Smith was born in Chicago on December 30, 1946. Her parents moved to Philadelphia when she was three, and then to the nearby, less urban town of Woodbury, New Jersey, when she was nine. Something of an outcast in high school, she found salvation in the poetry of Arthur Rimbaud, the writings of the Beat poets, and the music of soul and rock artists like James Brown, the Rolling Stones, the Doors, and especially Bob Dylan. She attended Glassboro State Teachers College, but dropped out due to an unplanned pregnancy. She gave the baby up for adoption and took a job on a factory assembly line, thus saving enough money to move to New York City in 1967. She worked in a bookstore and met art student/future photographer Robert Mapplethorpe, who became her lover despite living most of his adult life as a gay man. In 1969, Smith went to Paris with her sister, busking on the streets as a performance artist.

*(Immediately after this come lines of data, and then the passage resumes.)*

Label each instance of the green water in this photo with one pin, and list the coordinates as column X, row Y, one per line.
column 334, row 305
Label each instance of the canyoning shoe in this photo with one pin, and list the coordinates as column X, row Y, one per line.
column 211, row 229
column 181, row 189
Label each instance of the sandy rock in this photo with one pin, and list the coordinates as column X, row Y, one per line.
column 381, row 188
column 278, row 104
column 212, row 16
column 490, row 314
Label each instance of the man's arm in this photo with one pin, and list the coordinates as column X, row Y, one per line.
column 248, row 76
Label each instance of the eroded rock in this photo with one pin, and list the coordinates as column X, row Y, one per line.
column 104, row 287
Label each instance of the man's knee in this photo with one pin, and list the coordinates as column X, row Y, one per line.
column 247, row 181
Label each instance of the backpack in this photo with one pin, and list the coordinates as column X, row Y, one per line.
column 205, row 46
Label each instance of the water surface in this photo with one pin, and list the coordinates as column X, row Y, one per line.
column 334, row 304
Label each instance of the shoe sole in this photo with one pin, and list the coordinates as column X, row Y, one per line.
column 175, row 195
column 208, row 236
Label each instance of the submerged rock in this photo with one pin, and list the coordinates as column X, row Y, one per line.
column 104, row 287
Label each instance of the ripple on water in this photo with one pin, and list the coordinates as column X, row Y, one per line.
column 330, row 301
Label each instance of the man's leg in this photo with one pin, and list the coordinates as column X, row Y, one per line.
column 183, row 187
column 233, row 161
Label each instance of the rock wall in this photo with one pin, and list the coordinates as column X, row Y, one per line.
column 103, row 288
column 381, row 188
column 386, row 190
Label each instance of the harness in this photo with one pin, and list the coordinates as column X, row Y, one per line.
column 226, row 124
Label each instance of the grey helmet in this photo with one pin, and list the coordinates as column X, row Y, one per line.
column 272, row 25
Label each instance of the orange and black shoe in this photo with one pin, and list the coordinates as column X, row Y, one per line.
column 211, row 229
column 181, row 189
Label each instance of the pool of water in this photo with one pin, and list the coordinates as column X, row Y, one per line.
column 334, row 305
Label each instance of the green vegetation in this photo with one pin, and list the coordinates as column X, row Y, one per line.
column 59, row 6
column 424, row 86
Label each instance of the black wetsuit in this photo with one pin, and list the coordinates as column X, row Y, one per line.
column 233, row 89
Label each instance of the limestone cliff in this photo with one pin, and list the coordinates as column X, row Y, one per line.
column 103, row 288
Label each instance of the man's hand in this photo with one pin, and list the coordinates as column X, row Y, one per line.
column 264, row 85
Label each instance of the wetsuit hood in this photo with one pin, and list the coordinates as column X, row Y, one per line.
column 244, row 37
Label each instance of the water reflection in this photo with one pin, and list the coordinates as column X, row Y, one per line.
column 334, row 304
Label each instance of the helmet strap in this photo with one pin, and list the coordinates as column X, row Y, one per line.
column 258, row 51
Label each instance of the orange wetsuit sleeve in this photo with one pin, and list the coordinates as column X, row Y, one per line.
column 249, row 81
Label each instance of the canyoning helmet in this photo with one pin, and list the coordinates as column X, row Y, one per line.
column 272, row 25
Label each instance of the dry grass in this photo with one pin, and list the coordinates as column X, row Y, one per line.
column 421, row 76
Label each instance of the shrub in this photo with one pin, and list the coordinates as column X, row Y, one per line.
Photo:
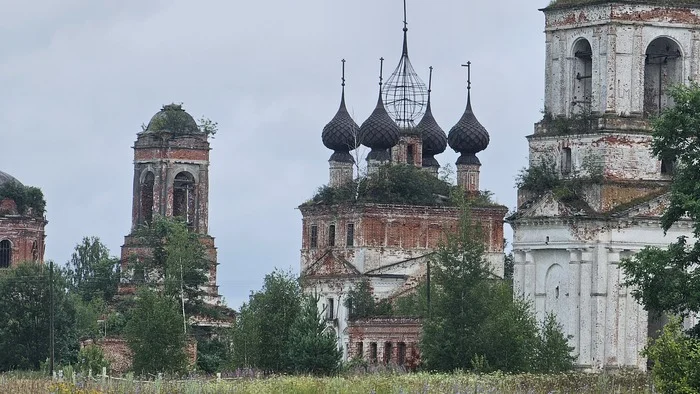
column 676, row 360
column 91, row 358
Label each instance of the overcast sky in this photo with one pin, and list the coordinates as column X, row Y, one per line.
column 79, row 77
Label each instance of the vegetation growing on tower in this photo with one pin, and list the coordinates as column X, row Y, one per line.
column 30, row 200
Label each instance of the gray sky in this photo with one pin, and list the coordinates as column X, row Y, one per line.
column 79, row 77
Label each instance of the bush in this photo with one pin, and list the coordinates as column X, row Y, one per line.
column 91, row 358
column 676, row 360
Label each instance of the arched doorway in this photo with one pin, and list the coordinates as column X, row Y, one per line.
column 663, row 68
column 184, row 197
column 583, row 77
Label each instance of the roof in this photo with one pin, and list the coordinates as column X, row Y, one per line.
column 5, row 177
column 558, row 4
column 174, row 119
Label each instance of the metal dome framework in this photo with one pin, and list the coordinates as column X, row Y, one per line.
column 405, row 94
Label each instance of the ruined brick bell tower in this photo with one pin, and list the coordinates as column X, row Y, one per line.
column 608, row 69
column 171, row 179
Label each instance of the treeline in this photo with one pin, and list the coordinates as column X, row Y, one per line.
column 156, row 321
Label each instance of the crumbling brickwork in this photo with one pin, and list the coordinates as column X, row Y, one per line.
column 389, row 246
column 26, row 235
column 171, row 178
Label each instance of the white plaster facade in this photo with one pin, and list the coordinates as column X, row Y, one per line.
column 616, row 60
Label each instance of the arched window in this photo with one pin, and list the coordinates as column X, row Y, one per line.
column 583, row 77
column 663, row 68
column 566, row 161
column 35, row 252
column 146, row 200
column 5, row 254
column 184, row 197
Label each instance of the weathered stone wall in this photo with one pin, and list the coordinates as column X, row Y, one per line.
column 619, row 35
column 571, row 269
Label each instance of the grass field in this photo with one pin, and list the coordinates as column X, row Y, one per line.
column 626, row 382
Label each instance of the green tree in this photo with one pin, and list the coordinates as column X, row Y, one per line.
column 155, row 336
column 92, row 272
column 668, row 280
column 91, row 358
column 25, row 312
column 313, row 349
column 262, row 334
column 29, row 200
column 554, row 354
column 676, row 360
column 178, row 264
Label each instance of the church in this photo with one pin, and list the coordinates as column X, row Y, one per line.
column 387, row 242
column 22, row 222
column 608, row 69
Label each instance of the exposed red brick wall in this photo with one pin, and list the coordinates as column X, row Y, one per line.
column 398, row 226
column 383, row 331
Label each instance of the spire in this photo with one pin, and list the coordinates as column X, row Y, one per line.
column 430, row 88
column 404, row 93
column 433, row 137
column 468, row 136
column 342, row 94
column 469, row 84
column 340, row 134
column 405, row 32
column 379, row 132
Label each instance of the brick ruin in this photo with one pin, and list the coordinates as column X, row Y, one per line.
column 22, row 235
column 171, row 179
column 389, row 244
column 608, row 67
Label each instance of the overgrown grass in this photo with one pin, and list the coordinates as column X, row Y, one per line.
column 622, row 382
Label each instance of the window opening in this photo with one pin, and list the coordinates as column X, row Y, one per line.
column 667, row 166
column 663, row 68
column 566, row 161
column 401, row 357
column 373, row 352
column 331, row 235
column 146, row 214
column 350, row 235
column 313, row 241
column 35, row 251
column 387, row 352
column 330, row 309
column 583, row 77
column 184, row 197
column 5, row 254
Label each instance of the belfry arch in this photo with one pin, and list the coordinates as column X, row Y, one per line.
column 184, row 197
column 663, row 68
column 146, row 199
column 582, row 94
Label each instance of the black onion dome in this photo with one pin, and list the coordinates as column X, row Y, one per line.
column 434, row 138
column 379, row 131
column 341, row 132
column 7, row 178
column 468, row 136
column 173, row 118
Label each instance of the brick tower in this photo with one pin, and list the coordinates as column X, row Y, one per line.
column 171, row 179
column 608, row 68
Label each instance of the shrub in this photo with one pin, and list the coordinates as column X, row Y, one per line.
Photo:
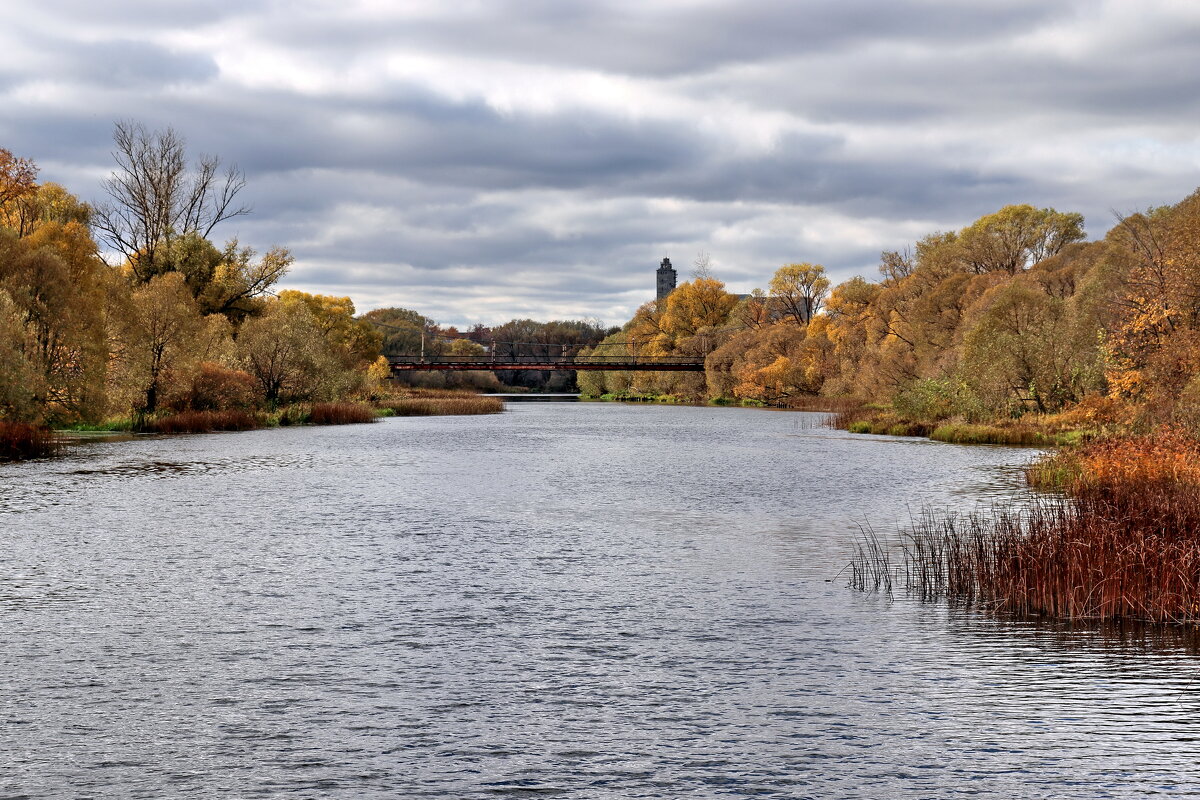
column 215, row 388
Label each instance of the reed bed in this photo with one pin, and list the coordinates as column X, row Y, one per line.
column 25, row 440
column 341, row 414
column 444, row 405
column 203, row 422
column 1122, row 542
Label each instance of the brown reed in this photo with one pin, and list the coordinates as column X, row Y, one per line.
column 341, row 414
column 1121, row 543
column 445, row 405
column 203, row 422
column 25, row 440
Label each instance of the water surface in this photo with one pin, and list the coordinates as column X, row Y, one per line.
column 567, row 600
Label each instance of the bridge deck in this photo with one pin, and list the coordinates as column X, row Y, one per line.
column 413, row 364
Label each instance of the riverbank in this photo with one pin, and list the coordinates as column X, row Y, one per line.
column 19, row 440
column 1116, row 537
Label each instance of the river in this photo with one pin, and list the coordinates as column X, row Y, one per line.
column 565, row 600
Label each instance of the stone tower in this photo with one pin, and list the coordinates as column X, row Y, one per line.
column 666, row 280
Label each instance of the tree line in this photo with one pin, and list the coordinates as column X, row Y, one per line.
column 180, row 323
column 1014, row 313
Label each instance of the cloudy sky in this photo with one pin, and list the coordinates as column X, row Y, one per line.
column 484, row 160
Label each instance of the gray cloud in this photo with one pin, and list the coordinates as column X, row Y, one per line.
column 537, row 157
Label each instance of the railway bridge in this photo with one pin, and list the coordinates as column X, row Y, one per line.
column 511, row 362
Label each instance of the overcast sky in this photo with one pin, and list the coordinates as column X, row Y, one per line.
column 484, row 160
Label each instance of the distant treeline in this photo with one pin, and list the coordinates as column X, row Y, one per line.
column 1012, row 314
column 407, row 332
column 180, row 324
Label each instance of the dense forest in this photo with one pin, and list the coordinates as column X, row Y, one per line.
column 1014, row 314
column 179, row 324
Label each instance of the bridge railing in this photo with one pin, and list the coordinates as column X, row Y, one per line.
column 484, row 361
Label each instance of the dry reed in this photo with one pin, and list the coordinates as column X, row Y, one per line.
column 445, row 405
column 203, row 422
column 1122, row 543
column 341, row 414
column 25, row 440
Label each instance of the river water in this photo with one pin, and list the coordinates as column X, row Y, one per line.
column 567, row 600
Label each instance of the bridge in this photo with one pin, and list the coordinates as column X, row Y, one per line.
column 513, row 362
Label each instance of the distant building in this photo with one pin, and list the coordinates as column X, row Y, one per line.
column 666, row 280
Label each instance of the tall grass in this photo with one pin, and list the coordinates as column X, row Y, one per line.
column 203, row 422
column 24, row 440
column 341, row 414
column 1121, row 543
column 444, row 405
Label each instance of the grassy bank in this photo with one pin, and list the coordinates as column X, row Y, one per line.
column 433, row 402
column 24, row 440
column 1029, row 431
column 1120, row 542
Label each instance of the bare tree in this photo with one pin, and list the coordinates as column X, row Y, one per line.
column 155, row 197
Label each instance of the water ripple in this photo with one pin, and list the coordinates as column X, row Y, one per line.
column 568, row 600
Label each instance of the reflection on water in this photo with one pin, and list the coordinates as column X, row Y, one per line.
column 565, row 600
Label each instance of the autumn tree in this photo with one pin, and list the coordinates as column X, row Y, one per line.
column 18, row 178
column 155, row 196
column 285, row 350
column 799, row 289
column 162, row 336
column 1018, row 236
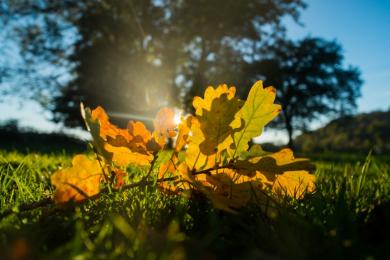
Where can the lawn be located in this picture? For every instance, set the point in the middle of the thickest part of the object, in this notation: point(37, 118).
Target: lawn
point(348, 216)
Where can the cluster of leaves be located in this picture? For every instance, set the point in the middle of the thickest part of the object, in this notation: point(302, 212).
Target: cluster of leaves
point(210, 155)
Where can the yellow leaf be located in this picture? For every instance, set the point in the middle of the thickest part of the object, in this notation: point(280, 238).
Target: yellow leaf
point(164, 125)
point(257, 111)
point(123, 156)
point(121, 146)
point(184, 131)
point(294, 184)
point(78, 182)
point(210, 132)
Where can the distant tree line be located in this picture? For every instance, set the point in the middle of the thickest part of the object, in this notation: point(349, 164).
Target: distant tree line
point(135, 56)
point(360, 133)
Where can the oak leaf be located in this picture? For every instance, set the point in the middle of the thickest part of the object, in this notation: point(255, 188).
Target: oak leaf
point(79, 182)
point(258, 110)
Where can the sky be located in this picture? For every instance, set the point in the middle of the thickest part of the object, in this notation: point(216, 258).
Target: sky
point(362, 27)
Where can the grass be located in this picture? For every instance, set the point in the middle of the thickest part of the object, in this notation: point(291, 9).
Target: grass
point(347, 217)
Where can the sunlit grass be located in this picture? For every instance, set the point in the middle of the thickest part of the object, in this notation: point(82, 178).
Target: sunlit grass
point(336, 221)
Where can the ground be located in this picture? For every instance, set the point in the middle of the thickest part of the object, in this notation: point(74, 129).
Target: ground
point(348, 216)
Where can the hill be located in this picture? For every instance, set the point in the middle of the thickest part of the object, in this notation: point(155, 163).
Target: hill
point(360, 133)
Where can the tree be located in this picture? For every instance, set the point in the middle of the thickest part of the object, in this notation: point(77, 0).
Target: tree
point(310, 78)
point(124, 54)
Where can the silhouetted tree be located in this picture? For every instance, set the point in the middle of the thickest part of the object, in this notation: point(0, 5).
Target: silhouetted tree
point(310, 78)
point(134, 55)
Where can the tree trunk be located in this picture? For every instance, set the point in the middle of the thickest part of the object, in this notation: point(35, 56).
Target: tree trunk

Upon her return, she moved into the Chelsea Hotel with Mapplethorpe for a brief period, then became involved with underground theater.
With playwright and partner Sam Shepard, she co-authored and co-starred with him in the somewhat autobiographical play Cowboy Mouth in 1971. During this time, she was also working on her poetry as a member of the St. Mark's Poetry Project, and met guitarist Lenny Kaye, also a Bleecker Street record store clerk and rock critic. Kaye had written a magazine essay on doo wop that impressed Smith, and the two found that they shared a love of early and obscure rock & roll. When Smith gave a public poetry reading at St. Mark's Church in February 1971, she invited Kaye to accompany her on the electric guitar for three pieces. Over the next two years, Smith continued to perform in plays and poetry readings; she also wrote for Rolling Stone and Creem, published two volumes of her poems, and contributed lyrics to the literary-minded metal band Blue Öyster Cult.
Smith and Kaye performed again in late 1973, and their partnership grew into a much more regular occurrence. The following year, they added pianist/keyboardist Richard Sohl, and their performances grew into unique blends of Beat-influenced poetry, improvised spoken word with equally spontaneous musical backing, and covers of rock & roll oldies. Regular gigs around New York cemented their growing reputation, and in June 1974, with Mapplethorpe paying for studio time, the band cut a groundbreaking independent single, "Hey Joe" b/w "Piss Factory." The former added a monologue about Patty Hearst, while the latter recounted Smith's stint as an assembly line worker in vivid detail, incorporating lyrical snippets from the rock records in which she took solace. Both songs featured Television guitarist Tom Verlaine, and along with Television's own "Little Johnny Jewel," the single helped kick-start the independent, D.I.Y. aesthetic that remains punk rock's hallmark.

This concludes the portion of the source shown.